Elena sonrió complacida.
– ¿Te gusta vivir en la capital?
– No me importa, de todas formas no voy a salir a ninguna parte…
– Puedes hacerlo. Te anuncio que la verja de la calle permanecerá abierta.
– Confías demasiado en mí. ¿No crees que es… arriesgado? -Le miró entornando los ojos.
– A veces hay que arriesgar para conseguir lo que se desea. Y no quiero que te sientas como una prisionera.
– ¿Has corrido muchos riesgos a lo largo de tu vida?
– Algunos… -respondió pensativo-. Pero casi siempre han estado bajo control.
– Entonces no has arriesgado. Me refería a exponerte a ganarlo o perderlo todo a una carta…
– Lo estoy haciendo ahora, contigo. Puedes marcharte si lo deseas. No hay nadie que vigile tus pasos, y yo no voy a impedírtelo. Tienes una buena oportunidad para escapar… -Sonrió torciendo la boca.
– Ahora no arriesgas nada. Sabes que jamás lo haría… Te di mi palabra y la cumpliré -replicó tozuda.
– Lo sé. Y no volveré a ponerte a prueba.
– ¿Volverás? ¿Es que he pasado por alguna y no me he dado cuenta?
– Bueno… ha habido varias… -dijo con una graciosa mueca-. La última fue el día que escapaste aquí. Ordené dejar la puerta abierta e hiciste exactamente lo que esperaba.
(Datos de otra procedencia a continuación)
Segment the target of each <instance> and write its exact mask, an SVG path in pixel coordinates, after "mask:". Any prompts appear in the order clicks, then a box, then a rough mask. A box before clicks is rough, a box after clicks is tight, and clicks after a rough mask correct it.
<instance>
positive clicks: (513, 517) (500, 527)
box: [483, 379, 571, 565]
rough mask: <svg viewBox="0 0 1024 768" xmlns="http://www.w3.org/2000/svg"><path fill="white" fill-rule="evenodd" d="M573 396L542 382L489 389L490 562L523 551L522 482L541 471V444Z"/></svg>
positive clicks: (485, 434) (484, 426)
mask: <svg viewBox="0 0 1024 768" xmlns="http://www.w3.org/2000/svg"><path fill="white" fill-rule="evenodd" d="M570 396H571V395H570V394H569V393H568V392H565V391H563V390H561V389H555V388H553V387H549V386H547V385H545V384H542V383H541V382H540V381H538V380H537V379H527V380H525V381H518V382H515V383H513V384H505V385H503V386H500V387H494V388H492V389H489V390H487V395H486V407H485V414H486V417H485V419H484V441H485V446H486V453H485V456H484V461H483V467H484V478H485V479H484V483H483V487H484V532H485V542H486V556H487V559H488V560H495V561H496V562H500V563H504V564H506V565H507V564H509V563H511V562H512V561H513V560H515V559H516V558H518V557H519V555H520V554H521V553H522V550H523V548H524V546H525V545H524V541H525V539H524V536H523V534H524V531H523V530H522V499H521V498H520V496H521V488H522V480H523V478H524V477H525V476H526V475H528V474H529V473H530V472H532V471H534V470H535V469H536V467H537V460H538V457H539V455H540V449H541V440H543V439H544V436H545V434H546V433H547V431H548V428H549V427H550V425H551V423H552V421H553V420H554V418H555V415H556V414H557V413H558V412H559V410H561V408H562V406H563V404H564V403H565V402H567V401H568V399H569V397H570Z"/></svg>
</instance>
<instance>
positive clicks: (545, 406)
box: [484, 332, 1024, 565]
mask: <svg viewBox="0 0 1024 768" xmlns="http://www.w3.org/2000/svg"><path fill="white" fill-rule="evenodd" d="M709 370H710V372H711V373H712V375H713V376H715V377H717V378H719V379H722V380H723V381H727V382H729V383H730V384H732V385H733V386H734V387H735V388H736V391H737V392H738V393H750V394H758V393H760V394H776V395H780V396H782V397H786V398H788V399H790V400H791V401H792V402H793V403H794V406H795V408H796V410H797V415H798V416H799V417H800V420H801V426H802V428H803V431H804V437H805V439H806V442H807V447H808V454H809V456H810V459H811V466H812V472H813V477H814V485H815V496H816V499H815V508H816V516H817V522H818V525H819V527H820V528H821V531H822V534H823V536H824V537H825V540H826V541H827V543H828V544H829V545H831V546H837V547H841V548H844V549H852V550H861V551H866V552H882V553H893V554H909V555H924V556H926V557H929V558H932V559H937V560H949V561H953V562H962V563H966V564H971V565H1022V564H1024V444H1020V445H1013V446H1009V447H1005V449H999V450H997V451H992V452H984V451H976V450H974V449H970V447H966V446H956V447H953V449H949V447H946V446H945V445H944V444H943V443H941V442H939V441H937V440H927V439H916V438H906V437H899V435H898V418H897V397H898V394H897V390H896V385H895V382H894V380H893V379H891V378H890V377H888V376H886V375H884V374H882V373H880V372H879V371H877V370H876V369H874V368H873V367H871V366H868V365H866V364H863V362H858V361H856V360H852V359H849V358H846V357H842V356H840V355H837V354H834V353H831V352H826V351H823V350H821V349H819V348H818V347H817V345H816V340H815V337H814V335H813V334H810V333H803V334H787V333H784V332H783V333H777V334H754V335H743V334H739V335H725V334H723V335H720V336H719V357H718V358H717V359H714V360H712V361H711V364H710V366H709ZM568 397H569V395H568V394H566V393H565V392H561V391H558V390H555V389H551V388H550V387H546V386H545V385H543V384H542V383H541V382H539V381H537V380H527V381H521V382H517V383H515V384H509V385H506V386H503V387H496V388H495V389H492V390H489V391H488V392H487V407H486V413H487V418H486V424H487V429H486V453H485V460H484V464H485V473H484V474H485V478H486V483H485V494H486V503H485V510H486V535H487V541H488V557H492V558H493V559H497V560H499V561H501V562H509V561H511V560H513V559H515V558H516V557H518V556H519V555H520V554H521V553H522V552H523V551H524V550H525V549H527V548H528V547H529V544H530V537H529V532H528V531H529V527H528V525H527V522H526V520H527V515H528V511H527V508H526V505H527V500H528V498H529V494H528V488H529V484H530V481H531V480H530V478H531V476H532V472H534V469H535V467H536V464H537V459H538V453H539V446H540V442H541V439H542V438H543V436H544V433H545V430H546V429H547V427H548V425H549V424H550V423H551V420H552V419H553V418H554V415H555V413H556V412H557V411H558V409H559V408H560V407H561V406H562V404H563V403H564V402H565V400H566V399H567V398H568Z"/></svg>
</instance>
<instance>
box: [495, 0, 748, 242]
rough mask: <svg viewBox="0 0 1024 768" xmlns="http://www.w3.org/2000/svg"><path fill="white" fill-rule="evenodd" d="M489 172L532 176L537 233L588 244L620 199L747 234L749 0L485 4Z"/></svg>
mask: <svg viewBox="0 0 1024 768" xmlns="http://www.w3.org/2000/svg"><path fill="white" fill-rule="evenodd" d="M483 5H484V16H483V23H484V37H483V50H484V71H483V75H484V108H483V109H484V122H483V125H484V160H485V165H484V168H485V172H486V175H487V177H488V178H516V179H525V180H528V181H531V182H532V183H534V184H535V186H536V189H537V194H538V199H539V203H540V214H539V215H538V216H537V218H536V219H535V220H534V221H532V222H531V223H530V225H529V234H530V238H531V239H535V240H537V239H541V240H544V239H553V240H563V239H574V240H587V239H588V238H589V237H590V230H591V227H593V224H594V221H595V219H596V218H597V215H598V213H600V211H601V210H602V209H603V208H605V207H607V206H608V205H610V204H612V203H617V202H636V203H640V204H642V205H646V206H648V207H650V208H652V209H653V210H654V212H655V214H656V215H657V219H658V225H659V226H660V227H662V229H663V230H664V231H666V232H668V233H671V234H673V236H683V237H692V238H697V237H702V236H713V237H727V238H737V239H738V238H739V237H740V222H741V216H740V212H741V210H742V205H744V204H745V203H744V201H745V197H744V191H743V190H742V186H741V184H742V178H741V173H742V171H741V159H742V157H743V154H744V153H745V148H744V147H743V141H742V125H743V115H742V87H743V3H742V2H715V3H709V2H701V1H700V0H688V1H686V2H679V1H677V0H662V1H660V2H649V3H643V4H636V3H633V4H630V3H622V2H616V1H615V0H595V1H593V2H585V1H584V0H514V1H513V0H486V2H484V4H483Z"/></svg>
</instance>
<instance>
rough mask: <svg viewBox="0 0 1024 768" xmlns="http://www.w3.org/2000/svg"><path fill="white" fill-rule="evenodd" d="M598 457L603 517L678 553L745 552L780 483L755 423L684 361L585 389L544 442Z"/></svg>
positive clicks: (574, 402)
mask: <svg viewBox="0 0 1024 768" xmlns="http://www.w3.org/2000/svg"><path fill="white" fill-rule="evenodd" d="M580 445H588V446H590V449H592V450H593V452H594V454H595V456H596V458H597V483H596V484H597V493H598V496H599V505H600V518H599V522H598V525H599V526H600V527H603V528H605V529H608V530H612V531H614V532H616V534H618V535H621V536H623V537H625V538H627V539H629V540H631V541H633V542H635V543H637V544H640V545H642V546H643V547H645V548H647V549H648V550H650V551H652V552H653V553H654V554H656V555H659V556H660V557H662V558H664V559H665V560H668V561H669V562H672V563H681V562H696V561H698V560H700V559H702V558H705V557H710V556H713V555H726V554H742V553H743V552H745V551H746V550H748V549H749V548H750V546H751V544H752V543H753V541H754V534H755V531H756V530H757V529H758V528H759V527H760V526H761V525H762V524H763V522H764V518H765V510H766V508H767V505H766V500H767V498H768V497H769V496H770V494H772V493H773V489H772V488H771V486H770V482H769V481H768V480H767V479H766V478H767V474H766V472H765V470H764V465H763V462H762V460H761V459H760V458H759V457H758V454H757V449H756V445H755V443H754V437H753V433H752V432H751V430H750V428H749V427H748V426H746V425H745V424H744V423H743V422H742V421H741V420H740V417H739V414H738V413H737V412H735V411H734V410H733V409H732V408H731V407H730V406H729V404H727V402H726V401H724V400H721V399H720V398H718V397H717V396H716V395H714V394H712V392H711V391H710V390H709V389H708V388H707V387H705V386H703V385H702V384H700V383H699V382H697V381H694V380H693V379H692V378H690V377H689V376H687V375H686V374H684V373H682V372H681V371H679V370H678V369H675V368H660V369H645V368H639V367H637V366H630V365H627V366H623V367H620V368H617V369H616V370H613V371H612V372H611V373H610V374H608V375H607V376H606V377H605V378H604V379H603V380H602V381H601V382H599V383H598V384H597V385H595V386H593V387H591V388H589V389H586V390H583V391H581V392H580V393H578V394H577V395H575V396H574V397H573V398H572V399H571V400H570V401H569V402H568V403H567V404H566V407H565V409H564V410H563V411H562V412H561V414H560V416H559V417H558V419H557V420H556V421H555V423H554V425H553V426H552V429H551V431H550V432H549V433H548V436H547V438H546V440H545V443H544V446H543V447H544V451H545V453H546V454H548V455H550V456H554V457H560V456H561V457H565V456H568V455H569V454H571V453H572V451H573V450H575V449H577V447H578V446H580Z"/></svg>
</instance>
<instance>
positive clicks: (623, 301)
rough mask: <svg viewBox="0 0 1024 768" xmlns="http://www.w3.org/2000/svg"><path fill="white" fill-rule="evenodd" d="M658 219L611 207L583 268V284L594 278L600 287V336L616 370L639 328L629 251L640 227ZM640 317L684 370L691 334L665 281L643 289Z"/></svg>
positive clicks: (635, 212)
– ¿Sabías que iba a hacerlo? -preguntó con los ojos abiertos por la sorpresa.
Él afirmó con una sonrisa.
– Vaya, no esperaba que me creyeras tan previsible…
– Tengo un buen instinto y me dejo guiar por él.
– ¿Y qué dice ahora tu instinto?
– Que puedo confiar en ti…
– Allá tú. Yo de ti no lo haría… -bromeó entornando los ojos.
La miró y sonrió, pero sabía que no hablaba en serio. Tenía una fe ciega en Elena, como nunca antes había confiado en un ser humano. Era, como ella misma se había definido, previsible, transparente; pero al mismo tiempo testaruda y orgullosa, cualidades que contribuían a afianzar la nobleza de su carácter.
Regresaron muy tarde al palacete y Elena se detuvo en la puerta para despedirle.
– Quiero entrar… Déjame amarte.
– Espera un poco más… No es tan fácil. Por favor, no me hagas daño.
– Sabes que no voy a forzarte, Elena. ¿Cuándo vas a confiar en mí?
– No hablaba de daño físico.
– Acéptame de una vez -le dijo acariciando su cuello con los dedos-. Serás feliz a mi lado, y me muero de ganas por demostrártelo.
– Necesito tiempo, aún no estoy preparada -repuso sin oponer demasiada resistencia con la mano colocada en su pecho.
– Te doy dos minutos. -Antonio le tomó la mano y se la llevó a los labios para besarla.
– Un poco más… -rogó en voz baja.
– Tú ganas, como siempre.
Aquellas sensaciones eran nuevas para ella, y pensó que Antonio era el hombre más atractivo y varonil que jamás había conocido. Pensó en Carlos, y concluyó que solo fue para ella un amigo por el que jamás sintió la atracción que ahora profesaba a Antonio.